Cette voie lactée d’activistes façonne le Maroc qui gagne et qui avance résolument, même lorsqu’il met ses enfants en prison pour avoir voulu aller trop fort ou trop vite.
Les plus jeunes sont des citoyens comme les autres
L’éducation nationale se heurte de plein fouet à la question de l’activisme. Paulo Freire, dans sa Pédagogie des opprimés (1970), propose le concept de “conscientização” pour articuler réflexion critique, dialogue et praxis dans le projet pédagogique de l’école. Pour « conscientiser » le monde et soi-même, comprendre ne suffit pas : il faut agir.
Emiliano Bosio et Yusef Waghid prolongent cette idée en identifiant six priorités pour une conscience critique et une éducation à la citoyenneté digne de ce nom : praxis, dialogue réflexif, décolonialisme, écocritique, éthique du soin et autonomisation. Ces orientations essentielles nous rappellent que la raison d’être de l’école est d’abord l’émancipation et non l’intégration aux marchés des études supérieures et du travail.
Pour autant, l’école primaire et secondaire rechigne à enseigner et à transmettre l’activisme. Et lorsqu’elle y parvient, les jeunes des classes privilégiées en sont les principaux bénéficiaires, annulant de fait les bénéfices pour la communauté mondiale et, comble de l’ironie, pour eux-mêmes. L’activisme des plus jeunes - qu’illustrent les exemples vivants de Greta Thunberg, Richard Turere, Divina Maloum, Zuriel Oduwole, Heman Bekele, Stacey Fru, Amara Nwuneli et de bien d’autres - reste marqué par une forte inégalité d’accès.
L'énergie de ces jeunes, qui n’est autre que l’expression de leur liberté de conscience, rappelle que l’activisme n’est pas l’apanage d’une élite sociale ni d’une population adulte : il est une modalité de l’apprentissage du monde.
Une typologie philosophique
Sur l’activisme, la littérature scientifique contemporaine est dense. Elle propose diverses classifications et la philosophie éclaire par ailleurs les archètypes d’activisme :
- Protestataire : proche de la figure camusienne de la révolte, il/elle dit « non » pour affirmer un « oui » à la dignité. C’est l’activisme des marches, des slogans, de la résistance directe.

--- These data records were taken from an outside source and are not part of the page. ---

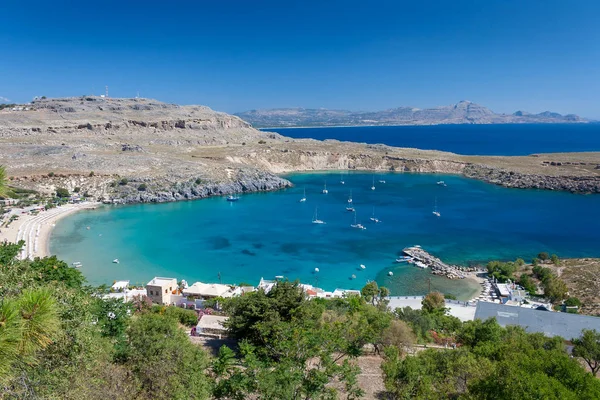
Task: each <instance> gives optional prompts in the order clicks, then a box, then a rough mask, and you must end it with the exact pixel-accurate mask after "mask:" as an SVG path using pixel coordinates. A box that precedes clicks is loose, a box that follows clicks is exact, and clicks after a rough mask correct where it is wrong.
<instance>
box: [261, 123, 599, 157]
mask: <svg viewBox="0 0 600 400" xmlns="http://www.w3.org/2000/svg"><path fill="white" fill-rule="evenodd" d="M263 130H265V131H270V132H278V133H280V134H282V135H284V136H289V137H293V138H313V139H319V140H325V139H337V140H343V141H349V142H359V143H370V144H375V143H381V144H387V145H389V146H396V147H411V148H416V149H423V150H441V151H449V152H452V153H458V154H468V155H494V156H518V155H528V154H534V153H562V152H574V151H577V152H579V151H600V124H599V123H590V124H498V125H432V126H357V127H339V128H269V129H263Z"/></svg>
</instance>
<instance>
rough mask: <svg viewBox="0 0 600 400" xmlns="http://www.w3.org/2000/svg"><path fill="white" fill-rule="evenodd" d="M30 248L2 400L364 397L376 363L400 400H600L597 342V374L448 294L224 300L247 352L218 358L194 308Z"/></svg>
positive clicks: (217, 355)
mask: <svg viewBox="0 0 600 400" xmlns="http://www.w3.org/2000/svg"><path fill="white" fill-rule="evenodd" d="M20 247H21V244H7V243H4V244H1V245H0V298H1V300H0V398H6V399H13V398H15V399H17V398H23V399H34V398H36V399H37V398H42V399H96V398H97V399H100V398H102V399H105V398H110V399H147V398H152V399H208V398H223V399H247V398H256V399H335V398H347V399H356V398H360V397H361V396H362V394H363V391H362V389H361V388H360V387H359V385H358V375H359V373H360V368H359V366H358V361H359V358H360V357H361V356H362V355H364V354H365V353H366V352H369V353H374V354H380V355H381V356H382V357H383V358H382V359H383V363H382V374H383V378H384V383H385V392H384V393H381V397H382V398H387V399H538V398H540V399H541V398H543V399H597V398H600V383H599V382H598V381H597V380H596V378H595V377H594V375H593V374H595V373H596V372H597V371H598V370H599V369H600V334H599V333H597V332H595V331H586V332H584V335H583V337H582V338H581V339H580V340H577V341H575V342H574V344H575V348H574V351H573V353H574V354H575V355H576V356H578V357H581V359H582V360H584V362H585V363H586V365H587V366H588V367H589V368H590V370H592V371H593V374H592V373H590V372H586V370H585V369H584V368H583V367H582V364H580V362H579V361H578V359H575V358H572V357H570V356H569V355H568V354H567V352H566V351H565V348H564V344H563V340H562V339H561V338H552V339H549V338H546V337H544V336H543V335H541V334H527V333H525V332H524V331H523V330H522V329H520V328H514V327H513V328H508V329H505V328H502V327H500V326H499V325H498V324H497V323H496V322H495V321H494V320H489V321H484V322H482V321H474V322H468V323H461V322H460V321H459V320H458V319H456V318H454V317H451V316H448V315H447V314H446V310H445V308H444V306H445V304H444V298H443V295H441V294H440V293H431V294H429V295H428V296H427V297H426V298H425V299H424V300H423V309H422V310H412V309H410V308H405V309H397V310H394V311H391V310H389V309H388V304H387V300H385V295H386V294H387V290H386V289H385V288H381V287H378V286H377V285H376V284H375V283H370V284H368V285H367V286H365V288H363V290H362V293H363V296H361V297H359V296H354V297H348V298H343V299H331V300H325V299H314V300H309V299H307V298H306V296H305V294H304V293H303V291H302V290H301V288H300V287H299V286H298V285H297V284H296V283H291V282H280V283H278V284H277V285H275V286H274V287H273V289H272V290H271V291H269V292H268V293H265V292H264V291H257V292H252V293H249V294H246V295H244V296H242V297H236V298H233V299H227V300H222V303H223V308H224V311H225V312H226V313H227V314H229V316H230V319H229V322H228V324H229V329H230V332H231V335H232V336H233V337H234V338H236V339H238V342H237V343H238V345H237V346H235V347H231V348H230V347H226V346H223V347H221V349H220V351H219V353H218V355H216V356H215V357H213V358H212V359H211V357H210V356H209V355H208V354H207V353H206V352H205V351H204V350H203V349H202V347H200V346H197V345H195V344H193V343H192V342H191V341H190V340H189V338H188V336H187V334H186V329H187V328H185V327H186V326H188V327H189V326H194V325H195V324H196V322H197V316H196V314H195V313H194V312H193V311H190V310H184V309H180V308H176V307H163V306H152V305H151V304H149V303H148V302H147V301H144V300H143V299H136V300H135V301H134V302H132V303H123V302H122V301H120V300H117V299H102V298H100V297H98V296H96V295H94V294H93V292H95V291H96V290H94V291H93V290H92V288H90V287H87V286H86V285H85V280H84V279H83V277H82V276H81V273H80V272H79V271H78V270H76V269H73V268H70V267H69V266H68V265H67V264H66V263H64V262H62V261H60V260H58V259H56V258H55V257H49V258H42V259H36V260H34V261H19V260H17V259H16V256H17V254H18V252H19V250H20ZM541 273H542V274H543V273H544V272H541ZM417 344H426V345H427V347H429V348H428V349H423V348H422V347H417V346H416V345H417ZM418 350H420V351H418Z"/></svg>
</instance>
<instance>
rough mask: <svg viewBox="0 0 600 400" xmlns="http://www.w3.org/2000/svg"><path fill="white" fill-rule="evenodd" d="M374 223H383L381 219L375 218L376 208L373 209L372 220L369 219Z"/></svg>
mask: <svg viewBox="0 0 600 400" xmlns="http://www.w3.org/2000/svg"><path fill="white" fill-rule="evenodd" d="M369 219H370V220H371V221H372V222H375V223H376V224H378V223H380V222H381V221H380V220H379V218H375V207H373V215H371V218H369Z"/></svg>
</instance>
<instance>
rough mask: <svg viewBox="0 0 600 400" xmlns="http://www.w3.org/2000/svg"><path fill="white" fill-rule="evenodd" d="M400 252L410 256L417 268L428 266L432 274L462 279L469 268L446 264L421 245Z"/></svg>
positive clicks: (407, 255)
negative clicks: (413, 261) (423, 247)
mask: <svg viewBox="0 0 600 400" xmlns="http://www.w3.org/2000/svg"><path fill="white" fill-rule="evenodd" d="M402 252H403V253H404V254H406V255H407V256H409V257H411V258H412V259H413V260H414V263H415V265H417V266H418V267H419V268H429V269H431V273H432V274H433V275H442V276H445V277H446V278H448V279H464V278H466V274H465V273H466V272H469V271H470V270H471V269H469V268H462V267H459V266H456V265H448V264H446V263H445V262H443V261H442V260H440V259H439V258H437V257H434V256H432V255H431V254H429V253H428V252H427V251H425V250H423V249H422V248H421V246H412V247H406V248H405V249H404V250H402Z"/></svg>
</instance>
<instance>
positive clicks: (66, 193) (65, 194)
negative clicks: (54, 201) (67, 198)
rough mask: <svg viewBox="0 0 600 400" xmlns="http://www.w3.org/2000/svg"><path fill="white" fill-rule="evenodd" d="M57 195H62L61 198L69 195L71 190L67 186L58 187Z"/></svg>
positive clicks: (59, 196) (68, 196)
mask: <svg viewBox="0 0 600 400" xmlns="http://www.w3.org/2000/svg"><path fill="white" fill-rule="evenodd" d="M56 197H60V198H61V199H63V198H66V197H69V191H68V190H67V189H65V188H57V189H56Z"/></svg>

- Créatif : héritier de Guy Debord et des situationnistes, il/elle transforme l’art en arme pacifique. Ici, l’activisme devient performance, détournement, retournement, provocation hilare pour grandir en humanité.
- Institutionnel : inscrit dans l’État profond ou officiel, ou encore dans les ONG, il/elle évoque la “longue marche” nécessaire pour sortir de la nuit des injustices. Antonio Gramsci en parle si bien. L’activisme n’est plus seulement rupture, il irrigue et devient infiltration.

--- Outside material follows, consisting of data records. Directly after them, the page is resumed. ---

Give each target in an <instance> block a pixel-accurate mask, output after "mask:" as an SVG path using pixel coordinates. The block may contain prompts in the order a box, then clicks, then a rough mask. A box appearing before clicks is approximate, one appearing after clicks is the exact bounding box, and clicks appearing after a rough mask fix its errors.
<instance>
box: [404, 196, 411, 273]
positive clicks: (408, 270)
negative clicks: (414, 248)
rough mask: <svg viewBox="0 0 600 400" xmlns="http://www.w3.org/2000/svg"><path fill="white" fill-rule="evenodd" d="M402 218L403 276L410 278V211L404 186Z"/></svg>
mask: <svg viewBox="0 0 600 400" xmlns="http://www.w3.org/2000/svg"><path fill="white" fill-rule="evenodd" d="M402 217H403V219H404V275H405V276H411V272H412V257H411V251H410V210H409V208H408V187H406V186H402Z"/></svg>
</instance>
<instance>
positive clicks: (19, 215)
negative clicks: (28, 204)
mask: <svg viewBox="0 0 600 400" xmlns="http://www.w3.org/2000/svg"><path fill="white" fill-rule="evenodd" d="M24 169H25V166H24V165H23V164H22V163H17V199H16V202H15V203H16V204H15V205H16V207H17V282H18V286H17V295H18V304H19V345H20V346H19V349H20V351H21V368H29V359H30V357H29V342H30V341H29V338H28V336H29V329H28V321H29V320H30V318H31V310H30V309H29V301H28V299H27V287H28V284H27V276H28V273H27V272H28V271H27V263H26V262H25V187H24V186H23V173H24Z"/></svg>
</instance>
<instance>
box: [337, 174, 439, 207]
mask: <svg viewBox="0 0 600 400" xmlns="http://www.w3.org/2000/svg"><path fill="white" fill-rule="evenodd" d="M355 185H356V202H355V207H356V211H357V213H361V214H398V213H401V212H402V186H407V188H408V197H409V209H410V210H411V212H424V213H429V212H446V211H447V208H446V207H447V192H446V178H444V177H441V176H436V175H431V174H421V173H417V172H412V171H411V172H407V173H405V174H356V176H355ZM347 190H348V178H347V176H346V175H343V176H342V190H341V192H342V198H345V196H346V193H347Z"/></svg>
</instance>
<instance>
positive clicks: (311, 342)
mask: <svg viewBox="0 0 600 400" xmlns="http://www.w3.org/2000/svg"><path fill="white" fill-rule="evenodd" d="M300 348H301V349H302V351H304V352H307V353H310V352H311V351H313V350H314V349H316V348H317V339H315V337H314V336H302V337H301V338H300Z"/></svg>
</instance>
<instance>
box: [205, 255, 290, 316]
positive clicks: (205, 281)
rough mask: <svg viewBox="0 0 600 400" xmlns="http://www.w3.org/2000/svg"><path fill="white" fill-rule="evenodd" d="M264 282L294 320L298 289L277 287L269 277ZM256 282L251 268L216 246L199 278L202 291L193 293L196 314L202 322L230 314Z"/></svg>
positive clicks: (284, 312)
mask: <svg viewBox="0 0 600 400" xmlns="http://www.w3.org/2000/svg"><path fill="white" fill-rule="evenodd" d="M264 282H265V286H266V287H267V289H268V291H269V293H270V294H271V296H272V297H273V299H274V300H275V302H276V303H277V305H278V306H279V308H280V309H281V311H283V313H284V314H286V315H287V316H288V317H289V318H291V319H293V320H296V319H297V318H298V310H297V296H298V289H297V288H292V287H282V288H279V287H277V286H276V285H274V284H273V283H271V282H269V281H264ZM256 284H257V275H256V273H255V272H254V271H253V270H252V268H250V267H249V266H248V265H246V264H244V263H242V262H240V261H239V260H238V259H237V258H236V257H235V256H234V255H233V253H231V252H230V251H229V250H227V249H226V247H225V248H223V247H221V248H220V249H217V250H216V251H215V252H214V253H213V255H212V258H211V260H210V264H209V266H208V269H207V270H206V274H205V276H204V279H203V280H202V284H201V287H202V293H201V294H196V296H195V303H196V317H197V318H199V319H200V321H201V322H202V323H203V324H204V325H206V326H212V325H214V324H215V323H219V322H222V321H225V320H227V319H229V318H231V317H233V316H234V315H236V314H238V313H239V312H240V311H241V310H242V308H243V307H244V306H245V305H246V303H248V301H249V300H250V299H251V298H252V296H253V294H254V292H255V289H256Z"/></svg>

- Numérique : dans des formes nouvelles et génératives, il/elle mobilise réseaux sociaux et algorithmes aussi bien qu’un chaman ou qu’une adepte des registres Akhashiques. C’est un activisme en réseau, capable d’être mondial en quelques minutes voire quelques nanosecondes.
- Disciple d’Ubuntu et de Tawhid : Cet activisme privilégie la réconciliation, la restauration des liens, la justice réparatrice, une mystique rationnelle des liens. Ici raison publique se conjugue en couleur avec imagination créatrice. Dans cette mouvance, Mohamed Iqbal, Souleimane Bachir Diagne, Reda Benkirane appellent à « la reconquête du sens ».
La veine foucaldienne voit juste : l’activisme, quel que soit son type, est toujours une pratique de la liberté face aux dispositifs de pouvoir. Ceux qui lisent Jacques Rancière dirait avec plus de poésie que l’activisme est un « partage du sensible », il redistribue la visibilité et l’invisibilité.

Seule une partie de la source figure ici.